Projekte / Projects
NETamil
TST
Hindi Lexicography and the Cosmopolitan in the Encounter Between Europe and India around 1700
The focus of the project is the digital publication and study of a newly retrieved manuscript of a Hindi Dictionary from 1703 written by a French Capuchin missionary François-Marie de Tours. The original manuscript of the dictionary was considered as lost for a long time but was recently rediscovered in the Bibliothéque Nationale de France. Besides a close study of semantical issues, orthography, phonetics and grammatical aspects of the dictionary the focus is also on its socio-cultural context in order to explore the scope of the encounter of Indians and Europeans in the early colonial period. Furthermore, the project also explores the translatability of cultures and the exchange of ideas. The project is based at the Department for Linguistics and Philology, Uppsala University, Sweden and is funded by the Swedish Research Council. The results of the project will be published in digital and book form. The investigators of the project are Prof. Dr. Heinz Werner Wessler, Uppsala University, Sweden and Dr. Ram Prasad Bhatt, Hamburg University, Germany.
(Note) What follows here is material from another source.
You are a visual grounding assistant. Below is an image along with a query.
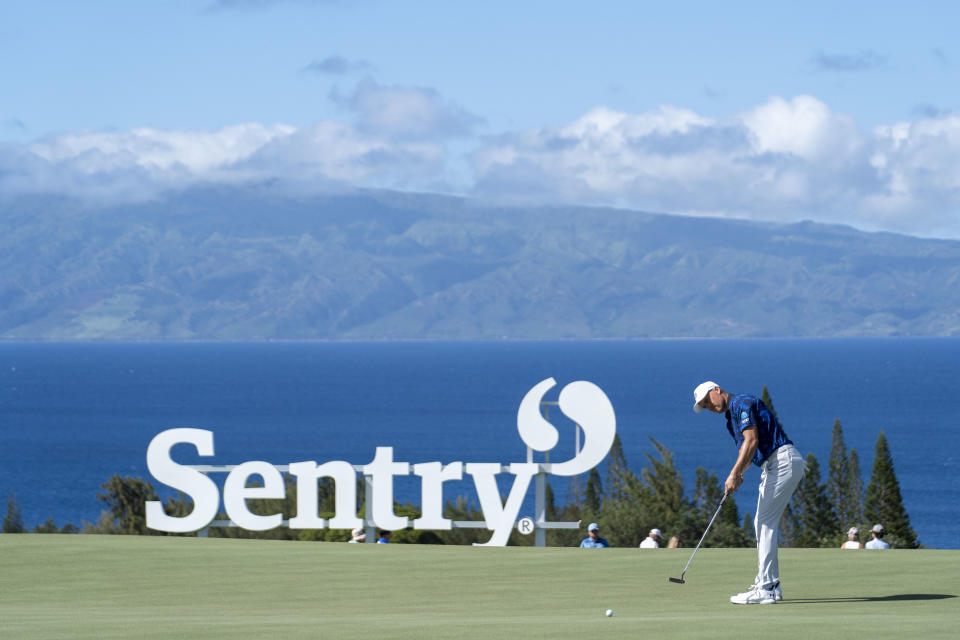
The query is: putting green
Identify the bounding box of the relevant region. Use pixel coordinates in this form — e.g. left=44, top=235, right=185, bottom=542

Great Tradition and Little Tradition: the cultural traditions of central Himalayas
Oral tradition reflects the socio-cultural and historical traditions of people passed down to generations by word of mouth. It is not only the repository of peoples’ wisdom, but it also refers to their specific preserved textual and socio-cultural knowledge and their way of perceiving the surrounding world. In this age of modernization and globalization, the oral traditions, along with the native tongues and distinctive social practices that are particularly relevant to a community and help reinforce a sense of identity and continuity with the past, are rapidly being lost. This is very much visible in the central Himalayan region of India. Due to a number of reasons, such as modernization, migration, construction of huge hydropower projects etc. the cultural traditions, customs and languages of the region are disappearing very rapidly. For these reasons, UNESCO has listed Garhwali in the category of endangered languages. This project focuses on collecting and documenting the oral traditions of the Garhwali people and its aims are to ensure the preservation of knowledge, experiences and study the socio-cultural phenomena and the cultural continuity unique to the central Himalayan region of India.
A research team that includes Prof. Dr. Claus Peter Zoller, Oslo University, Norway, Dr. Ram Prasad Bhatt, University Hamburg, Germany, and Prof. Dr. Heinz Werner Wessler, Uppsala University, Sweden is carrying out this collaborative research project.